Upon graduating and returning to Antigua in 1972, Samuel returned to teaching as a science teacher at the Princess Margaret School. After one year he was promoted to Principal of the Jennings Secondary School where he served until 1975 when he resigned to pursue his political aspirations. He also served as President of the Antigua & Barbuda Union of Teachers from 1974 to 1976.
According to his son, Clement Samuel, ‘my father always had an interest in good governance and was a bit of an activist’; this, coupled with his dissatisfaction with the government of the day sparked the development of his political career. While in university Samuel became quite active, returning home to assist in the campaign of Progressive Labour Movement (PLM) candidate, Wilbert E. Sterling who represented what was then the St. Luke’s constituency. St. Luke’s comprised Swetes, Buckleys. John Hughes and Bendals.
In 1971, the PLM were successful in winning the general elections, however, Sterling who was not granted a ministerial appointment retaliate by crossing the floor and joining the Antigua Labour Party (ALP). As a result, the PLM had to make a fresh candidate selection for the area for the next general election and Samuel became their choice.
In his first outing on the PLM ticket in 1976, Samuel went up against Sterling and was successful in winning the seat. He would continue to maintain this seat as a stronghold, first as a PLM candidate and then as a United Progressive Party (UPP) candidate with the exception of 1984 when he ran independently and lost to ALP candidate, Eustace Cochrane by 50 votes. It is noteworthy that in the runup to the 1984 election St. Luke’s boundaries were modified to include a large portion of All Saints and the constituency was thus renamed All Saints East and St. Lukes as it is known today. He was appointed as senator, serving leader of the opposition in the Upper House of Parliament from 1984 to 1989.
Mr. Samuel sat out the 1989 election but returned as a candidate in 1994 under the UPP’s umbrella.
Though Samuel continually won his seat, he remained an opposition Member of Parliament (MP) until 2004. As a parliamentarian, he earned a lot less than a Principal and, with a growing family, needed to boost his income. This resulted in him taking on a full time job in the secondary level of the Sunnyside Tutorial School teaching the sciences and as an underwriter for Life of Barbados Insurance Co, Ltd. His son, Clement, recalls his statement following the PLM’s 1976 defeat,’If you’re going into politics, be self-sufficient first’ and acting upon his own word, Samuel began pursuing a law degree through distance learning with the University of London. Despite setbacks, limited resources and the responsibilities of full-time father and husband, politician and teacher, he was called to the Bar in Antigua and Barbuda in 1992.

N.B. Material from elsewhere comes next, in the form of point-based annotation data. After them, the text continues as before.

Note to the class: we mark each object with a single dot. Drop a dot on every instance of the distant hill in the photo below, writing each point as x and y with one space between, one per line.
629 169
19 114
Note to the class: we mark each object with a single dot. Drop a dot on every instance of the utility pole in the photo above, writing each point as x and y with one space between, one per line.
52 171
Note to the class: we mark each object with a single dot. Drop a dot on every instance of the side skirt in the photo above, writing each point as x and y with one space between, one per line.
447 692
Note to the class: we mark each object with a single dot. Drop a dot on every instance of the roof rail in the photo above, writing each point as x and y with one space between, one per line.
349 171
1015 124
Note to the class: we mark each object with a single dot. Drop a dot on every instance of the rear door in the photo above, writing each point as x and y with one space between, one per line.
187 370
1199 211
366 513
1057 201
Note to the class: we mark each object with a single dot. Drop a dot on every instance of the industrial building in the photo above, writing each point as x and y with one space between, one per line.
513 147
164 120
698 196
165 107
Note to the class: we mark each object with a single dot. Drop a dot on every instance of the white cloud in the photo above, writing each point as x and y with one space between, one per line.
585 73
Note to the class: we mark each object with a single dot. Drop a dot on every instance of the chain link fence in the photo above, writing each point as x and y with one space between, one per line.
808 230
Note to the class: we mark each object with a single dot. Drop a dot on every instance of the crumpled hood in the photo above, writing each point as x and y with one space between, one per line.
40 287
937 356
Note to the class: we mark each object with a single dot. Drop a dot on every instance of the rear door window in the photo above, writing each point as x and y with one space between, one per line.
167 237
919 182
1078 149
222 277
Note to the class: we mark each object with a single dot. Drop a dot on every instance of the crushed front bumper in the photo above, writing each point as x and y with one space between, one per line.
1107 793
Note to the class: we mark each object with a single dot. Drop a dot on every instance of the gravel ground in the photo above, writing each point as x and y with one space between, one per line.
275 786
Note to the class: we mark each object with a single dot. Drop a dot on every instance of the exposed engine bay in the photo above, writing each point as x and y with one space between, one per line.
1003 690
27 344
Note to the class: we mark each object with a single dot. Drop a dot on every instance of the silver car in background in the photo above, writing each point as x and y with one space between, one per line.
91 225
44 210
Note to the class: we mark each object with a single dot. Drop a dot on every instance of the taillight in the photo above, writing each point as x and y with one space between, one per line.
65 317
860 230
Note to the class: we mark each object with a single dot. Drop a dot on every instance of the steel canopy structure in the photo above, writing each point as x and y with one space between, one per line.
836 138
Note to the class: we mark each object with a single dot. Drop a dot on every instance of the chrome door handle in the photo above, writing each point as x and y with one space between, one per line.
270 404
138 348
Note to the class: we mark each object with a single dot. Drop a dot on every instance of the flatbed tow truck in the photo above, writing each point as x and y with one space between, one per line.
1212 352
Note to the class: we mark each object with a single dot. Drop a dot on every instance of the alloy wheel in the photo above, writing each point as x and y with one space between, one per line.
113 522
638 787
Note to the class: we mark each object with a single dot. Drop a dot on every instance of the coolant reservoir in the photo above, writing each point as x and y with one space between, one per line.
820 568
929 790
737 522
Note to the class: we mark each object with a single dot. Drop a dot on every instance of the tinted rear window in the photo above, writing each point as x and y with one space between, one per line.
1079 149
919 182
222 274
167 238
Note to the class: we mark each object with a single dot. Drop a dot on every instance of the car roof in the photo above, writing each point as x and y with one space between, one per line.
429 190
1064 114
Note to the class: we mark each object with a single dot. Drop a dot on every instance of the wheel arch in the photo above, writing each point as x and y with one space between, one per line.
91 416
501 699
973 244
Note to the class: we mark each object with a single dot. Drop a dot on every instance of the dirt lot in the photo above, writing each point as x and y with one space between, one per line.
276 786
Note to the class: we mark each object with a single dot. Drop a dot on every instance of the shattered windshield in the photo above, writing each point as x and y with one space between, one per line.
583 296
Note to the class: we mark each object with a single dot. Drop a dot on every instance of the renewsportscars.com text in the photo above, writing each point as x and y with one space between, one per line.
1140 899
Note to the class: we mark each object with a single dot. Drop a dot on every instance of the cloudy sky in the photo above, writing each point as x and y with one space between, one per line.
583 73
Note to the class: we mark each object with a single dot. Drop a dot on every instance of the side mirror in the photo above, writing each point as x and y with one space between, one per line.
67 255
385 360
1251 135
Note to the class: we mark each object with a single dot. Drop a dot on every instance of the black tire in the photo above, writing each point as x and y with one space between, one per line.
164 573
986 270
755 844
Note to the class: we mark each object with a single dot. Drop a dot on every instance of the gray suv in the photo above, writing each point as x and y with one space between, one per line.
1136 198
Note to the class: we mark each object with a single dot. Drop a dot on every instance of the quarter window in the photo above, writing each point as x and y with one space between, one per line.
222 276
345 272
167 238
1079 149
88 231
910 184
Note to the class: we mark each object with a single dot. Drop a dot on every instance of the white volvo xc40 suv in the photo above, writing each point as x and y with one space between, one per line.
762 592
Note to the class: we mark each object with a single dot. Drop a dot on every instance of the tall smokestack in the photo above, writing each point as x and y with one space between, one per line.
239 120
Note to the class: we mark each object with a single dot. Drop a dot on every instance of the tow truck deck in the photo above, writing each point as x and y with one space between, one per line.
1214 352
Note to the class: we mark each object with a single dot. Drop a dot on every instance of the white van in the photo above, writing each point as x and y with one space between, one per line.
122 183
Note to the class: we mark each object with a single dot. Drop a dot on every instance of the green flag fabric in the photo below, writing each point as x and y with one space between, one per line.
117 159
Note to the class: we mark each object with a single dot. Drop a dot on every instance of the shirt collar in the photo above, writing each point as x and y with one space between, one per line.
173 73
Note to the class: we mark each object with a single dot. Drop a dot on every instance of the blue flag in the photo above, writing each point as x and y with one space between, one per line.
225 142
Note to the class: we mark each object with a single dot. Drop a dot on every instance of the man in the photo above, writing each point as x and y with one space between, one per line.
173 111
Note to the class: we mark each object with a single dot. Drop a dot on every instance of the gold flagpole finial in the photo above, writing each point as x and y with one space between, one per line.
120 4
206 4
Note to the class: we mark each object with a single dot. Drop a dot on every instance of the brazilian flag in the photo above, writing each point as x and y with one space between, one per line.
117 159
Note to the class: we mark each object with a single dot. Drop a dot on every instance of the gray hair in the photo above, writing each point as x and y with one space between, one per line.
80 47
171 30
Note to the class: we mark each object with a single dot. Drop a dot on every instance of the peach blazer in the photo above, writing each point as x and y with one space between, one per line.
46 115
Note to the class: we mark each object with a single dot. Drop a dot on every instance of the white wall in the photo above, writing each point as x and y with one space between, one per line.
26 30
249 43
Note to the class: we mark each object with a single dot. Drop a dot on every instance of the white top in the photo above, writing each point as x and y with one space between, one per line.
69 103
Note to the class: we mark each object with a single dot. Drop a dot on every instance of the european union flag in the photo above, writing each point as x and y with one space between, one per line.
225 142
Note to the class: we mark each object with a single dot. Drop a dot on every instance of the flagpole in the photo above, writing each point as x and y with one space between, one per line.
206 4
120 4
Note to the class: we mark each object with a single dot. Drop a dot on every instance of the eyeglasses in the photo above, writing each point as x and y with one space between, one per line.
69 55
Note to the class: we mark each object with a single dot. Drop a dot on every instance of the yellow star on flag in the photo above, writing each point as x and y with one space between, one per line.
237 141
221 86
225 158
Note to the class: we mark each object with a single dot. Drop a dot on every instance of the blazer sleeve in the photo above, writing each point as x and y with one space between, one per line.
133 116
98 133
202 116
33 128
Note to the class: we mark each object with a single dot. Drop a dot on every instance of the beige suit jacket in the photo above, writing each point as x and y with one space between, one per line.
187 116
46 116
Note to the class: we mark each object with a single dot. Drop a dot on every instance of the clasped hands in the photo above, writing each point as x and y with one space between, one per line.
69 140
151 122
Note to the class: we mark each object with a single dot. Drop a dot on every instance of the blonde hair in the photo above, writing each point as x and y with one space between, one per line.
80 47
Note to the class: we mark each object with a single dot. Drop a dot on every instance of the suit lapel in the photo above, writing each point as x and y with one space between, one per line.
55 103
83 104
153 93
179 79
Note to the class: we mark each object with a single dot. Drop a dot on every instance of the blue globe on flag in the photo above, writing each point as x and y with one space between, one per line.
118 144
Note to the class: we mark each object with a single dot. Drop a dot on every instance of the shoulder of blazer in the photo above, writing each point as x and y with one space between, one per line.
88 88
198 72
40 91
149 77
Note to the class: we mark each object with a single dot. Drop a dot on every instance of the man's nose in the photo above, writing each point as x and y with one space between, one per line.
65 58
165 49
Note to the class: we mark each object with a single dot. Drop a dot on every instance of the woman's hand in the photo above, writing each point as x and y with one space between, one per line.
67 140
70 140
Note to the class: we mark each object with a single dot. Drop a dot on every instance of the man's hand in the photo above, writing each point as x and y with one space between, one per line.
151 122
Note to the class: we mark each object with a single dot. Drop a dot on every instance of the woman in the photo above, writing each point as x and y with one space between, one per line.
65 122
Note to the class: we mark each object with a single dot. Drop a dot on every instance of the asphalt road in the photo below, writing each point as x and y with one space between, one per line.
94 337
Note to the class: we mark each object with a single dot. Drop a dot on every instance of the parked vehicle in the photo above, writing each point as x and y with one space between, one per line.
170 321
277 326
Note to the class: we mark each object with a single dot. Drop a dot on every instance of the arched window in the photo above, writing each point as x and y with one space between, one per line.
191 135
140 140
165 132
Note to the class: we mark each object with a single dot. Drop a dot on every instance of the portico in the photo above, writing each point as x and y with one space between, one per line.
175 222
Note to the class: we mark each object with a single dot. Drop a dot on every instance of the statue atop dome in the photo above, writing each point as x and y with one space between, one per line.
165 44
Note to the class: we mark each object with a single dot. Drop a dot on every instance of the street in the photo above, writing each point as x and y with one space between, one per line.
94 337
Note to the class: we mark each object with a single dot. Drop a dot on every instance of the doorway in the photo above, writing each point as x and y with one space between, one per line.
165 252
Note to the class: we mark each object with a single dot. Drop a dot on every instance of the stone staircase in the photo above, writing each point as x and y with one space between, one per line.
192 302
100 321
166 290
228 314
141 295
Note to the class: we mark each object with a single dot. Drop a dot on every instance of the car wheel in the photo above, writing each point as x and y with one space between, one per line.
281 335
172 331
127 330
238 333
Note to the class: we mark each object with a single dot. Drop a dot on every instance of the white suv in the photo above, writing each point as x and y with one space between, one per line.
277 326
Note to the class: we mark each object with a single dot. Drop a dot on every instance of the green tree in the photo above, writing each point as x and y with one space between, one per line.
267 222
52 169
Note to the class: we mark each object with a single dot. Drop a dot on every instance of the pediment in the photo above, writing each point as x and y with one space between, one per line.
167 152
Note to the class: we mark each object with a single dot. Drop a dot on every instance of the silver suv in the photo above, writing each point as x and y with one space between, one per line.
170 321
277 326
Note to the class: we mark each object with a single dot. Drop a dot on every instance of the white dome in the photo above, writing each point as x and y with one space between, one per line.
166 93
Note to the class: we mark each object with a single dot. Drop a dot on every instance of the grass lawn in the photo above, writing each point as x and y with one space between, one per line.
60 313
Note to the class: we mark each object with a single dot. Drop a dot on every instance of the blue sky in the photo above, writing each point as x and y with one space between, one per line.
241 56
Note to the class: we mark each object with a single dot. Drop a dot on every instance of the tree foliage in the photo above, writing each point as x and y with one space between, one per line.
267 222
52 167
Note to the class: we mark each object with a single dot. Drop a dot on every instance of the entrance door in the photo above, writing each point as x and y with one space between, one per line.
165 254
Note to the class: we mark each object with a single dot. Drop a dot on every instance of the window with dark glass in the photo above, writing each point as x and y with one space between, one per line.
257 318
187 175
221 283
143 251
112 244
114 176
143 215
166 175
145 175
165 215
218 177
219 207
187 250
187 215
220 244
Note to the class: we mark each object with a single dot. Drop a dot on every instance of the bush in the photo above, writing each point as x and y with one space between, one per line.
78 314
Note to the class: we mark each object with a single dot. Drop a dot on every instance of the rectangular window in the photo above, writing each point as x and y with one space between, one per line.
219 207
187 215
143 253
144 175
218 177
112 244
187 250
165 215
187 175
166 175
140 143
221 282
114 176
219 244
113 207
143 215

In 2004, the UPP was successful at the Polls and formed the new government; Samuel was appointed as Minister of Agriculture,Lands, the Environment, Marine Resources and Food Production which connected with a long time passion of his. As a child, he had been exposed to farming and rearing of animals by his father and he continued this practice into his adult life. His experience in the field positioned him to be an ideal advocate. He also served in the 2007 UPP administration under Prime Minister Hon. Baldwin Spencer.
In January 2008, while still a sitting Member of Parliament, Samuel was found dead. He was laid to rest during a State funeral on February 19th, 2008. At the time of his death, he was one of two remaining Members of Parliament who were present at the inaugural sitting of the 1981 parliamentary session (Independence).
In remembering his father, Clement notes that as a family man, Mr. Samuel set very high standards for his children and always instilled the importance of working for the community and always giving back. As a representative for his constituency, the Honourable Charlesworth Samuel proved to be just as committed through the bonds he formed with his constituents. Despite not residing in the constituency, his presence was very much felt consistently. Clement recalls that the family continued to worship and be active in the Swetes Wesleyan Holiness Church and Saturdays were carved out as a day for spending time in the area in addition to other days when he would visit.
The John Hughes Primary School was renamed the Charlesworth T Samuel Primary School in honour of Mr. Samuel’s service to the nation in politics and education.